Another complication is that some speakers who have this merger do use somewhat different qualities on average for word-final and non-word-final /ə/, and the word-final quality is retained even when a consonant like /z/ or /d/ is added by inflection. For speakers with this kind of "Rosa's" vs. "Roses" distinction, non-word-final schwa tends to be phonetically closer/higher than word-final schwa.

The complementary distribution of /ə/ and /ʌ/

In primary-stressed syllables, many English speakers don't have any distinction at all between /ə/ and /ʌ/. (Other speakers do report distinguishing stressed /ə/ and /ʌ/, e.g. in just "only" /ˈdʒəst/ vs. dust /ˈdʌst/.) If we assume that non-primary-stressed syllables containing /ʌ/ always have some kind of secondary or minor stress, then /ə/ and /ʌ/ are in complementary distribution for these speakers as long as we specify the stress pattern of a word.

This can be analyzed in different ways. One common way is to say that the phoneme /ə/ is phonologically restricted to unstressed syllables. But we could also say that /ə/ and /ʌ/ are not in fact distinct phonemes for these speakers.

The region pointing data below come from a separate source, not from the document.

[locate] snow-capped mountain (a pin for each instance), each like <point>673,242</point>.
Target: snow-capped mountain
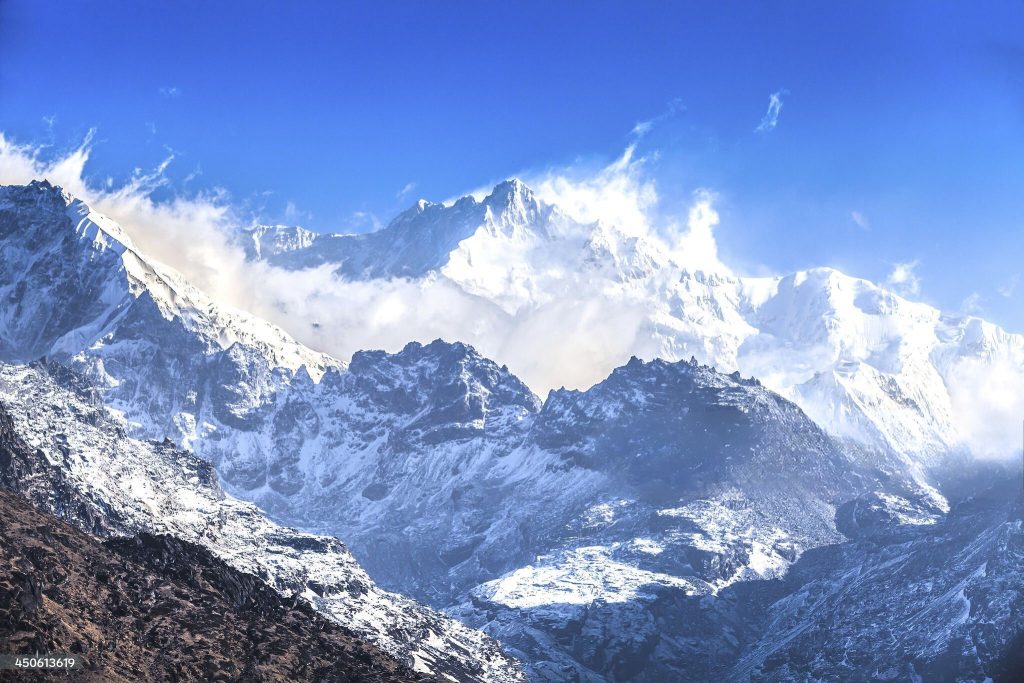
<point>270,241</point>
<point>625,531</point>
<point>60,449</point>
<point>864,363</point>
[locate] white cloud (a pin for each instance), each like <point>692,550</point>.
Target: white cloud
<point>410,186</point>
<point>860,220</point>
<point>643,127</point>
<point>1007,289</point>
<point>988,403</point>
<point>597,321</point>
<point>972,304</point>
<point>770,119</point>
<point>904,279</point>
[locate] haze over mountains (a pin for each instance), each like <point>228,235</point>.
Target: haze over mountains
<point>664,523</point>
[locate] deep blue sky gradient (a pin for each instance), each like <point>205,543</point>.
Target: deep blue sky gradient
<point>909,113</point>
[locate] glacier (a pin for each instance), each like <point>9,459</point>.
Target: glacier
<point>641,528</point>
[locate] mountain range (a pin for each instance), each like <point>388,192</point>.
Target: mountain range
<point>676,520</point>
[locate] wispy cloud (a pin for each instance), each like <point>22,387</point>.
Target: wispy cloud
<point>904,280</point>
<point>770,119</point>
<point>294,215</point>
<point>860,220</point>
<point>1007,289</point>
<point>972,304</point>
<point>643,127</point>
<point>403,193</point>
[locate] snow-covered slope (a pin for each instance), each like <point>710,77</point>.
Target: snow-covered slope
<point>864,363</point>
<point>174,361</point>
<point>454,483</point>
<point>59,447</point>
<point>270,241</point>
<point>602,534</point>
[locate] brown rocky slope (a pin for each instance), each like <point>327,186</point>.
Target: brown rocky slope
<point>157,608</point>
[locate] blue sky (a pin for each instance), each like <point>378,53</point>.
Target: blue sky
<point>899,138</point>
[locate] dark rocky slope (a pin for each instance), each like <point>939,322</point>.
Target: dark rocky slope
<point>156,608</point>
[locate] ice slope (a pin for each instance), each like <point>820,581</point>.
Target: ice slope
<point>62,451</point>
<point>861,360</point>
<point>173,360</point>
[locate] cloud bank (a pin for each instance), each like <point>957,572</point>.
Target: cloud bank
<point>597,326</point>
<point>197,235</point>
<point>770,119</point>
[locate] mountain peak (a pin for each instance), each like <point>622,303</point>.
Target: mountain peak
<point>510,190</point>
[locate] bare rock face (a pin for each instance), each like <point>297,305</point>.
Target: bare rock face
<point>61,451</point>
<point>157,608</point>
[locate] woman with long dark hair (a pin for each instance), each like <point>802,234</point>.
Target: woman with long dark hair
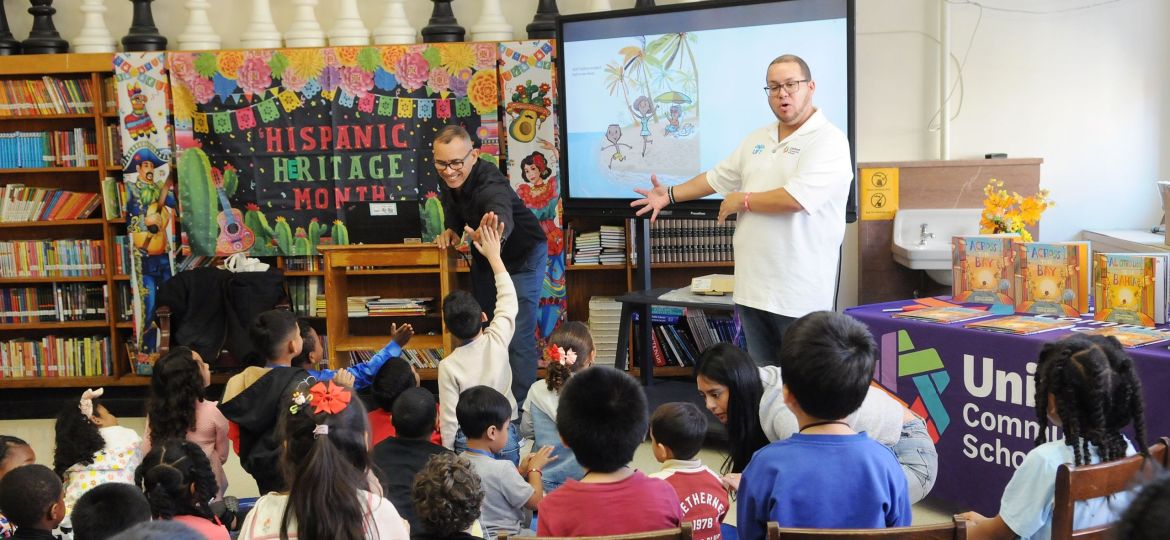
<point>178,408</point>
<point>324,462</point>
<point>749,400</point>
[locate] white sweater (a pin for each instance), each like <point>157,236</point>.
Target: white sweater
<point>880,416</point>
<point>481,361</point>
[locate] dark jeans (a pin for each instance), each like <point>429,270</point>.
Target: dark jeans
<point>763,331</point>
<point>522,352</point>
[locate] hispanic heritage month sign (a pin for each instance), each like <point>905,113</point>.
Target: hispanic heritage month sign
<point>282,150</point>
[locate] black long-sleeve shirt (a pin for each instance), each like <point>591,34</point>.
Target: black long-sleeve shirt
<point>487,189</point>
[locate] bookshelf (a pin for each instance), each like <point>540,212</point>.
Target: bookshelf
<point>386,270</point>
<point>60,103</point>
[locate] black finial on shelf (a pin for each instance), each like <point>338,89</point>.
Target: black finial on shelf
<point>143,33</point>
<point>544,23</point>
<point>8,45</point>
<point>43,37</point>
<point>442,27</point>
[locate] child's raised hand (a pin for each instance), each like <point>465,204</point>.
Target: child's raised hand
<point>537,459</point>
<point>400,334</point>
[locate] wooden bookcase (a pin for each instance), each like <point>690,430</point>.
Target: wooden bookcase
<point>398,270</point>
<point>94,69</point>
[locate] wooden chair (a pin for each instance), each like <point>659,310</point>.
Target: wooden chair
<point>1091,482</point>
<point>956,530</point>
<point>681,533</point>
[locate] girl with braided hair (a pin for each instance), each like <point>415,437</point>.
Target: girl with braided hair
<point>570,350</point>
<point>325,459</point>
<point>179,484</point>
<point>1087,386</point>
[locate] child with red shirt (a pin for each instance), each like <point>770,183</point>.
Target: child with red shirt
<point>601,416</point>
<point>676,434</point>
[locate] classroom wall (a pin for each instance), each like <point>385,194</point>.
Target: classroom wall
<point>1082,89</point>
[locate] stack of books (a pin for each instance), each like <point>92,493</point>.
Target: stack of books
<point>587,248</point>
<point>613,244</point>
<point>398,306</point>
<point>604,319</point>
<point>20,202</point>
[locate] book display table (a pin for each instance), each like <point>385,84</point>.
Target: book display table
<point>976,389</point>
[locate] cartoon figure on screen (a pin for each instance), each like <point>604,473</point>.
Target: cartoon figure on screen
<point>613,135</point>
<point>138,122</point>
<point>674,123</point>
<point>644,109</point>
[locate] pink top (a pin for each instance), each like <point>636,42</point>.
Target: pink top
<point>208,528</point>
<point>211,435</point>
<point>633,505</point>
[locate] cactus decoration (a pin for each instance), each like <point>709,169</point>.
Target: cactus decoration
<point>199,200</point>
<point>283,235</point>
<point>432,216</point>
<point>341,233</point>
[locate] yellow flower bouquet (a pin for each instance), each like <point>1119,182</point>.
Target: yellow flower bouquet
<point>1011,212</point>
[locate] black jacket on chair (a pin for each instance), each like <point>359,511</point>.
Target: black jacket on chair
<point>212,309</point>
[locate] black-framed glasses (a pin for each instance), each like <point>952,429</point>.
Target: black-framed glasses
<point>789,88</point>
<point>455,164</point>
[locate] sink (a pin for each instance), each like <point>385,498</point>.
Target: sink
<point>935,254</point>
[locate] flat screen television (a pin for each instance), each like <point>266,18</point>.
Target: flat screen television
<point>672,90</point>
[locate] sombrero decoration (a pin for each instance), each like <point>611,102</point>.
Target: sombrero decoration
<point>140,156</point>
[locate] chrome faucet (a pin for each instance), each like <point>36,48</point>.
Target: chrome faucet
<point>924,236</point>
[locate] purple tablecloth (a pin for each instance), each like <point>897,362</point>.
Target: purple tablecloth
<point>976,389</point>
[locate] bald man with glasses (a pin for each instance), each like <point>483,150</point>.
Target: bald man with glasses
<point>474,189</point>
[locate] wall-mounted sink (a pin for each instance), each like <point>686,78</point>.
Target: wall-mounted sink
<point>922,237</point>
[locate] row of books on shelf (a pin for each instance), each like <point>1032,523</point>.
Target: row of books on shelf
<point>114,198</point>
<point>379,306</point>
<point>1055,278</point>
<point>419,358</point>
<point>53,303</point>
<point>66,257</point>
<point>690,241</point>
<point>606,246</point>
<point>46,96</point>
<point>55,355</point>
<point>680,334</point>
<point>20,202</point>
<point>75,147</point>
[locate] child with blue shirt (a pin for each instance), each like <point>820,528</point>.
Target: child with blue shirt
<point>826,476</point>
<point>1087,386</point>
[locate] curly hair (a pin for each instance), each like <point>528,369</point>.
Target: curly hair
<point>446,495</point>
<point>325,471</point>
<point>176,387</point>
<point>167,473</point>
<point>1096,393</point>
<point>571,336</point>
<point>77,438</point>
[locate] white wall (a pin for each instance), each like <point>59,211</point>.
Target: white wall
<point>1081,89</point>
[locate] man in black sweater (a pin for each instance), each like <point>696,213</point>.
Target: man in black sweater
<point>474,189</point>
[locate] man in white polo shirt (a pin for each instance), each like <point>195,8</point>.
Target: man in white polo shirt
<point>789,182</point>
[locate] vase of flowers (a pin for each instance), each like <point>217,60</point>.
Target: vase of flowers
<point>1011,212</point>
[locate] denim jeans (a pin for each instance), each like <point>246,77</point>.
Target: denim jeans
<point>510,451</point>
<point>919,458</point>
<point>522,351</point>
<point>763,331</point>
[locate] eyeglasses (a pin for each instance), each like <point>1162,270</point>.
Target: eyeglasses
<point>789,88</point>
<point>455,165</point>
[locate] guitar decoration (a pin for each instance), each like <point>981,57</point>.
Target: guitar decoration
<point>234,236</point>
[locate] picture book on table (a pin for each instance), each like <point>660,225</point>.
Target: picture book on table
<point>943,315</point>
<point>1130,288</point>
<point>1131,336</point>
<point>1020,325</point>
<point>984,269</point>
<point>1052,278</point>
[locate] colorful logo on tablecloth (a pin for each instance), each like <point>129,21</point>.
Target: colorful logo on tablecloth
<point>924,368</point>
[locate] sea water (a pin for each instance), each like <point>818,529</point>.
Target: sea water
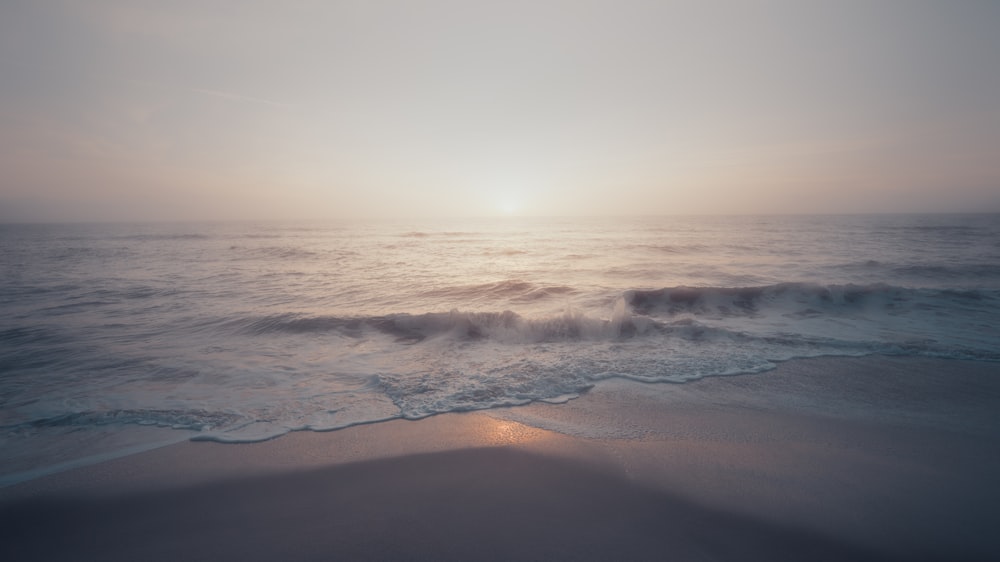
<point>245,331</point>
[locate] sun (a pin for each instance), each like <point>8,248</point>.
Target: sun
<point>509,207</point>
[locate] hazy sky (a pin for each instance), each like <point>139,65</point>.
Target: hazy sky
<point>139,110</point>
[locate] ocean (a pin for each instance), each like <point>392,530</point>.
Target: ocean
<point>118,337</point>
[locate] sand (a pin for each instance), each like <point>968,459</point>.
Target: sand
<point>825,459</point>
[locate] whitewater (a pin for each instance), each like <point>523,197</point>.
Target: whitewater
<point>239,332</point>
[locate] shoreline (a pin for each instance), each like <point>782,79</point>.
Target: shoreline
<point>859,458</point>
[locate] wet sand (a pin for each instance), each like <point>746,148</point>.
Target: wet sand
<point>829,459</point>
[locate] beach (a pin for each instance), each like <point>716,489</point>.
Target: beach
<point>874,458</point>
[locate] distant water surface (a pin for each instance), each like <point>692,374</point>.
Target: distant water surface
<point>245,331</point>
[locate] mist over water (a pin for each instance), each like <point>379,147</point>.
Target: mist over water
<point>244,331</point>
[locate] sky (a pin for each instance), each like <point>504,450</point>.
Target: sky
<point>190,110</point>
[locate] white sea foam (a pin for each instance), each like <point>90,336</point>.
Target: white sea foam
<point>246,332</point>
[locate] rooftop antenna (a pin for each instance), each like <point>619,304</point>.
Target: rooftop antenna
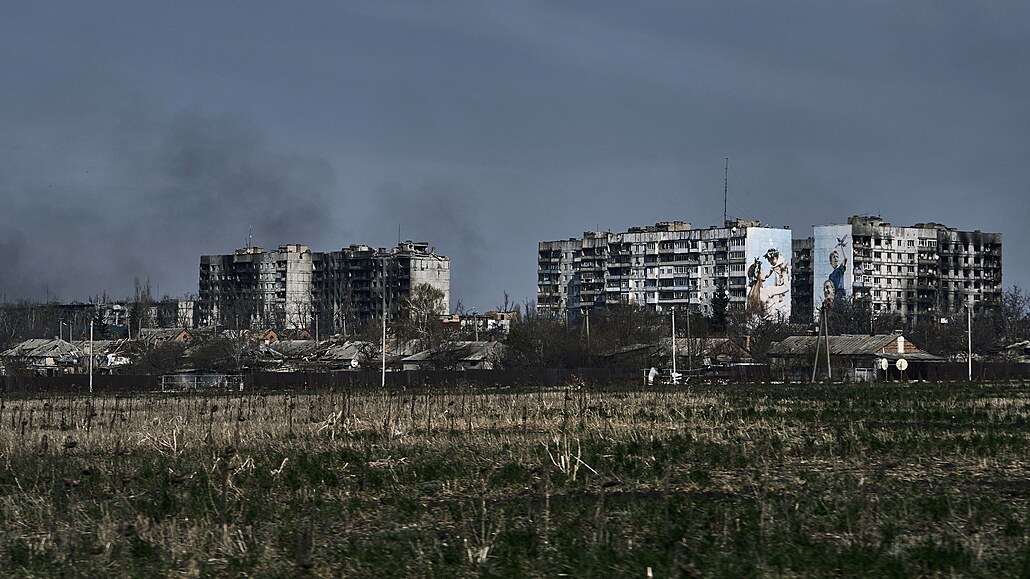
<point>725,190</point>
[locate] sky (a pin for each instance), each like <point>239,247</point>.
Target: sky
<point>137,136</point>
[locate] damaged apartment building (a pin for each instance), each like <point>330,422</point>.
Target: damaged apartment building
<point>924,270</point>
<point>667,265</point>
<point>294,287</point>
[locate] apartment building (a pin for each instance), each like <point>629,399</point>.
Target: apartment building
<point>927,269</point>
<point>554,274</point>
<point>800,280</point>
<point>252,286</point>
<point>667,265</point>
<point>294,287</point>
<point>352,285</point>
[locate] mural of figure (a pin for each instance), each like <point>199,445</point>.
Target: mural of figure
<point>756,277</point>
<point>836,276</point>
<point>828,294</point>
<point>769,296</point>
<point>781,271</point>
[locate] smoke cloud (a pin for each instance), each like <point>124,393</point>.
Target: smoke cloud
<point>167,193</point>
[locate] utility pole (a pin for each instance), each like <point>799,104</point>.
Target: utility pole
<point>725,190</point>
<point>674,347</point>
<point>91,356</point>
<point>383,285</point>
<point>969,338</point>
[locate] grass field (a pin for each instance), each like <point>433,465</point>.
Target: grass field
<point>732,480</point>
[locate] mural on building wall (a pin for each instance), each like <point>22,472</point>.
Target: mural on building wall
<point>767,252</point>
<point>831,259</point>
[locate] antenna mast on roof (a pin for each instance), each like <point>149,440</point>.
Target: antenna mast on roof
<point>725,191</point>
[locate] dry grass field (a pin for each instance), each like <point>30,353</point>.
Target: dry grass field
<point>731,480</point>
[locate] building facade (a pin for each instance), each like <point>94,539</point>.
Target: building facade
<point>668,265</point>
<point>353,285</point>
<point>800,307</point>
<point>923,270</point>
<point>294,287</point>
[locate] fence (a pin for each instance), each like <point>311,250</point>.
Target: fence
<point>185,382</point>
<point>527,377</point>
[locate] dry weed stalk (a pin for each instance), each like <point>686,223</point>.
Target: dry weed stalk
<point>567,460</point>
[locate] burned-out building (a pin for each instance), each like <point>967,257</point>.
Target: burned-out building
<point>922,270</point>
<point>348,285</point>
<point>668,265</point>
<point>294,287</point>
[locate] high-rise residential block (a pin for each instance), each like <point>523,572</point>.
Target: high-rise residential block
<point>294,287</point>
<point>668,265</point>
<point>923,270</point>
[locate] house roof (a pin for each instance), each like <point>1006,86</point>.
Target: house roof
<point>853,345</point>
<point>347,350</point>
<point>464,351</point>
<point>164,334</point>
<point>294,348</point>
<point>43,347</point>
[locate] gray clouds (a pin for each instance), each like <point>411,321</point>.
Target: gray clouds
<point>483,127</point>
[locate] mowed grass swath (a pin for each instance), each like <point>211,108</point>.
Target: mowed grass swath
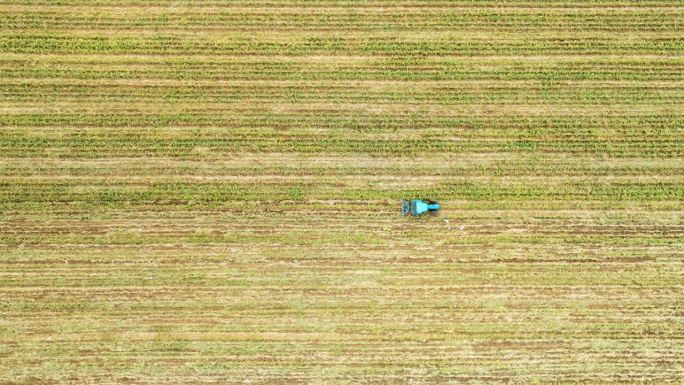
<point>208,192</point>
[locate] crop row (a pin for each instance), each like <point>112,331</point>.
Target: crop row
<point>400,4</point>
<point>448,18</point>
<point>263,121</point>
<point>284,167</point>
<point>553,69</point>
<point>165,44</point>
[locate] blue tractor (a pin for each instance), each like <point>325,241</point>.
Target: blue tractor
<point>419,207</point>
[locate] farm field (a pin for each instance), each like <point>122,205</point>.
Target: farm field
<point>207,192</point>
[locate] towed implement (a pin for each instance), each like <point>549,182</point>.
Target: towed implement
<point>419,207</point>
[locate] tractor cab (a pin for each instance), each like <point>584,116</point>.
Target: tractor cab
<point>419,206</point>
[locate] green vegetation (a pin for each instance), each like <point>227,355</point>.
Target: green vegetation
<point>202,191</point>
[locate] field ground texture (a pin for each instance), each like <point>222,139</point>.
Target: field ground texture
<point>207,192</point>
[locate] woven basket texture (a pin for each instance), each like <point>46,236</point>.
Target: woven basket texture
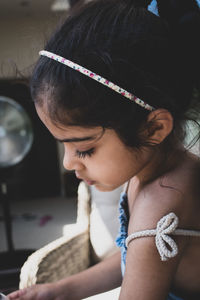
<point>65,256</point>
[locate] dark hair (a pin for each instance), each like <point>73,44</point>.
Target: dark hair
<point>155,58</point>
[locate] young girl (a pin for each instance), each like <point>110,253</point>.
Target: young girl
<point>115,85</point>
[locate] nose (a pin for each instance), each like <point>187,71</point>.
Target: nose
<point>71,162</point>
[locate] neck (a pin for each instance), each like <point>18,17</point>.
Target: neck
<point>161,162</point>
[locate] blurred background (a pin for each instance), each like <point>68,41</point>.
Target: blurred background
<point>37,196</point>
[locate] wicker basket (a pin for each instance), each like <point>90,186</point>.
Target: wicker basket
<point>65,256</point>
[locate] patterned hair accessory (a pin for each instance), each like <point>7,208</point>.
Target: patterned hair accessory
<point>96,77</point>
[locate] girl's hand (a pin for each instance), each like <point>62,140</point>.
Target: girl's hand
<point>50,291</point>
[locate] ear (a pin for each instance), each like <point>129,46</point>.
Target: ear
<point>160,124</point>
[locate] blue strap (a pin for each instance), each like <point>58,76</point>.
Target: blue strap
<point>153,7</point>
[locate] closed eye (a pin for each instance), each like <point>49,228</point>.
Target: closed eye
<point>83,154</point>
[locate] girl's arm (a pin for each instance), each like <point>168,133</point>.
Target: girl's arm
<point>146,276</point>
<point>99,278</point>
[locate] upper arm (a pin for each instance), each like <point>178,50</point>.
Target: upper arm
<point>146,276</point>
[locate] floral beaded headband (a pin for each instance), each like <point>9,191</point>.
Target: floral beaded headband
<point>96,77</point>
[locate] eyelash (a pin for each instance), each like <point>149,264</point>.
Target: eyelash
<point>83,154</point>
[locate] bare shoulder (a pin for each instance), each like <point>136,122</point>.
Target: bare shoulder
<point>177,191</point>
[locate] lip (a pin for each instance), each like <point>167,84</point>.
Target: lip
<point>89,182</point>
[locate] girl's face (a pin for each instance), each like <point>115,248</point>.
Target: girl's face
<point>98,157</point>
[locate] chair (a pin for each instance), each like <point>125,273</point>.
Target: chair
<point>71,253</point>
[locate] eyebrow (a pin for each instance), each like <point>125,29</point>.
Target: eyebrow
<point>81,139</point>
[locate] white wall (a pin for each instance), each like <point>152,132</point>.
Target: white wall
<point>21,38</point>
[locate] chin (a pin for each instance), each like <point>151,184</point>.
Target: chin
<point>105,188</point>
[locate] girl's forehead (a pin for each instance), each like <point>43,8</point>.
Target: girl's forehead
<point>62,131</point>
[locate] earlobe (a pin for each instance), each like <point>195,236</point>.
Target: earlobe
<point>160,124</point>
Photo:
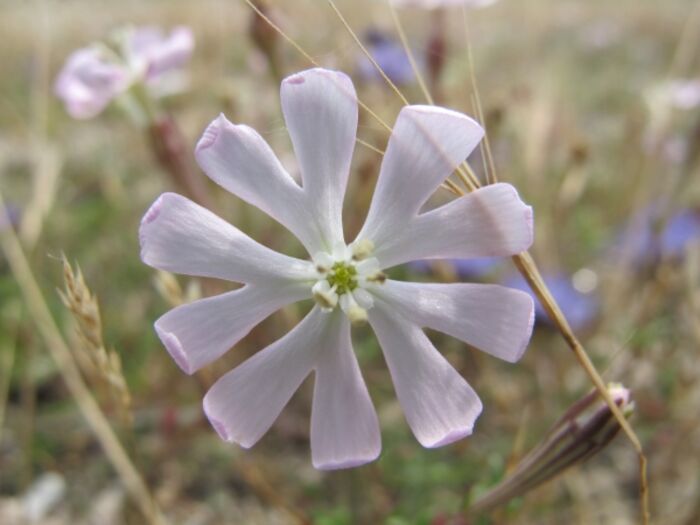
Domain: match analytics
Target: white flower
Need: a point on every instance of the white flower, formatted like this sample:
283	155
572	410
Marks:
346	280
94	76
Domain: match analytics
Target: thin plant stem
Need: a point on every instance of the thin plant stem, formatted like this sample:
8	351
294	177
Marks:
311	60
62	356
527	267
367	53
409	53
486	145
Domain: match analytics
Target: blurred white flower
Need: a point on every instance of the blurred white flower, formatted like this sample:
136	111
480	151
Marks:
345	280
684	94
94	76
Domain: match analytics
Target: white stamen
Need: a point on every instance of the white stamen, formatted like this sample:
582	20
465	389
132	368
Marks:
362	249
324	295
323	262
363	298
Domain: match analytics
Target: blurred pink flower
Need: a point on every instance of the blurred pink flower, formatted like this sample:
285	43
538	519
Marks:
94	76
89	81
345	280
432	4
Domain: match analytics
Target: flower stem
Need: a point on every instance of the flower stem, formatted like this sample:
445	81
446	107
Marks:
170	149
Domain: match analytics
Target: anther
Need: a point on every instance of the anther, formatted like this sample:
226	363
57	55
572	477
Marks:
362	249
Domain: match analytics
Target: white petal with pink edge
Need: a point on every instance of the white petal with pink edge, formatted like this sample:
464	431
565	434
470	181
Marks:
425	147
438	403
491	221
197	333
238	159
344	426
178	235
320	110
492	318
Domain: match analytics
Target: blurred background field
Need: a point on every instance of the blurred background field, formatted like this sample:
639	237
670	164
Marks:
593	113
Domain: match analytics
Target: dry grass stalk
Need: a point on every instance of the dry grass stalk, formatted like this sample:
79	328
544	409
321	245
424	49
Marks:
102	367
63	357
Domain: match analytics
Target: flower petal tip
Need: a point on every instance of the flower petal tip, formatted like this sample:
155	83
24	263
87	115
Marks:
450	437
219	427
212	133
152	212
148	217
514	358
339	464
295	79
174	347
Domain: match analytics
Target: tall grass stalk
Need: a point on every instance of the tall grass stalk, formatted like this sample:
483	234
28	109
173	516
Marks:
62	356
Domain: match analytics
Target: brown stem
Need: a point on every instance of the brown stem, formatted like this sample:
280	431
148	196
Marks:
172	152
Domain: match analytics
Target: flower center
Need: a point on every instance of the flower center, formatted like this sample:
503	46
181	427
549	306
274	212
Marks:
342	279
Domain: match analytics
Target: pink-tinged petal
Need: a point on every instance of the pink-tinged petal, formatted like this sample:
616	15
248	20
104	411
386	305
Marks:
244	403
492	318
88	83
196	334
426	146
181	236
491	221
439	404
172	52
435	4
320	110
344	426
238	159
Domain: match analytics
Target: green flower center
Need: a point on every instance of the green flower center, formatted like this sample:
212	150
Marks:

Even if we don't actually adopt that viewpoint as a matter of technical analysis, the complementary distribution of /ə/ and /ʌ/ in the accents of these speakers means that we can unambiguously transcribe the phoneme /ʌ/ with the symbol "ə". Dictionary authors might choose to do this to reduce the number of unfamiliar symbols in their transcription scheme. I think that the symbol "ə" is more widely recognized than the symbol "ʌ", and most dictionaries are designed for a non-expert audience.